One word frees us all of the weight and pain of life: that word is love. — Sophocles
One Priceless Love Lesson From a Cheap Tiny Old Ring
For the past, however, many years (I honestly can’t remember how longs it’s been), I’ve had this on again, off again, relationship with a cheap, gold-painted, little ring. There’s nothing particularly amazing about this ring. It wasn’t expensive, and it’s definitely not from Tiffany’s. In fact, I believe I bought it for less than five bucks at Forever 21 (when I was still in the appropriate age bracket to shop there). But for whatever reason, unbeknownst to me, I’ve grown a strong affection for this cheap, little ring. I wear it all the time, for every occasion, always on the same hand, always on the same finger.
The weird thing about this ring, however, is that without fail, every month or so, I manage to “lose” it. Despite the fact that I love wearing it, it never seems to faze me when I can’t find it. Sure, I get a little disheartened when it’s nowhere to be found, but that feeling doesn’t last too long because I somehow always intuitively know it’s bound to resurface. Seriously, I’m not exaggerating when I say I’ve gone through this same routine of losing, misplacing, dropping, searching, and rediscovering my ring way more times than I can count.
Sometimes I find it at the bottom of my gym bag a few days later, even though I swear I already turned that bad boy inside out searching for it with no avail. Sometimes I find it in my dresser drawer, without a clue in the world as to how it got there. Other times I spot it on my bedroom floor, a week later, leaving me to wonder how the heck it wasn’t stepped on, swept up or vacuumed over in the time since it went MIA.
Needless to say, it’s a peculiar phenomenon. And one that I didn’t even realize was a recurring pattern in my life until last week, when yet again, I “lost” my ring. Only this time when it undoubtedly resurfaced, the irony of this ring and scenario suddenly hit me.
You see, there is one sort of special thing about my ring… it has the word “love” engraved on it.
That’s it. Just a plain, gold-painted band with four little letters. So simple, yet meaningful. So obvious, yet often overlooked. So delicate, yet frequently mishandled. Four little letters that aren’t much on their own, but when placed together, are everything.
As I scooped up my beloved ring in my hand, a small smile spread across my face as the word “love” stared back at me.
So this is love, huh? Sometimes we display it proudly on our hand for all the world to see, and other times we accidentally place it at the bottom of our smelly gym bags, hiding it from the rest of society. Sometimes we can physically hold love in our hands, it’s that undeniably clear.
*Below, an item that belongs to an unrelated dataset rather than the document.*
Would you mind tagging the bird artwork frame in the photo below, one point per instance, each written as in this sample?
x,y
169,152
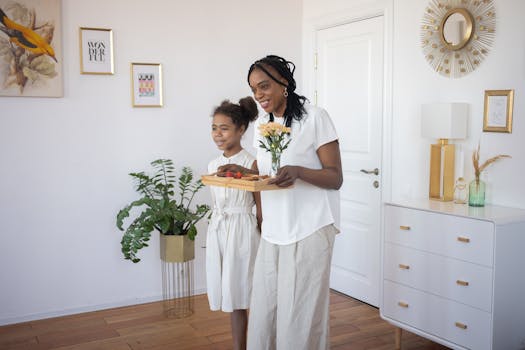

And other times we lose it for a second, minute, hour, day, month, perhaps even years, until all of a sudden, it just magically reappears.
Maybe we have to have this on again, off again; lost it, found it; disheartened, overjoyed relationship with love to truly understand and appreciate it. Maybe we need to lose love every now and then in order to experience the joy and gratitude of rediscovering it. Maybe this teaches us to be more careful with our love and where we place it so that next time it comes around, we know how to better care for and handle it. And maybe, after we search through all these lost and found boxes, maybe then we learn to love beyond physical barriers, without expectations, and with no money-back guarantees, so that we can finally discover that unconditional love we so desperately seek.
I’m not sure why my cheap, little gold-painted ring suddenly decided to speak to me, after all, these years, but I’m certainly glad it did because now I know that even when it’s not physically present, even when I can’t find it, even when I’m 100 percent sure I’ve totally lost it, it’s still there. Love is always there.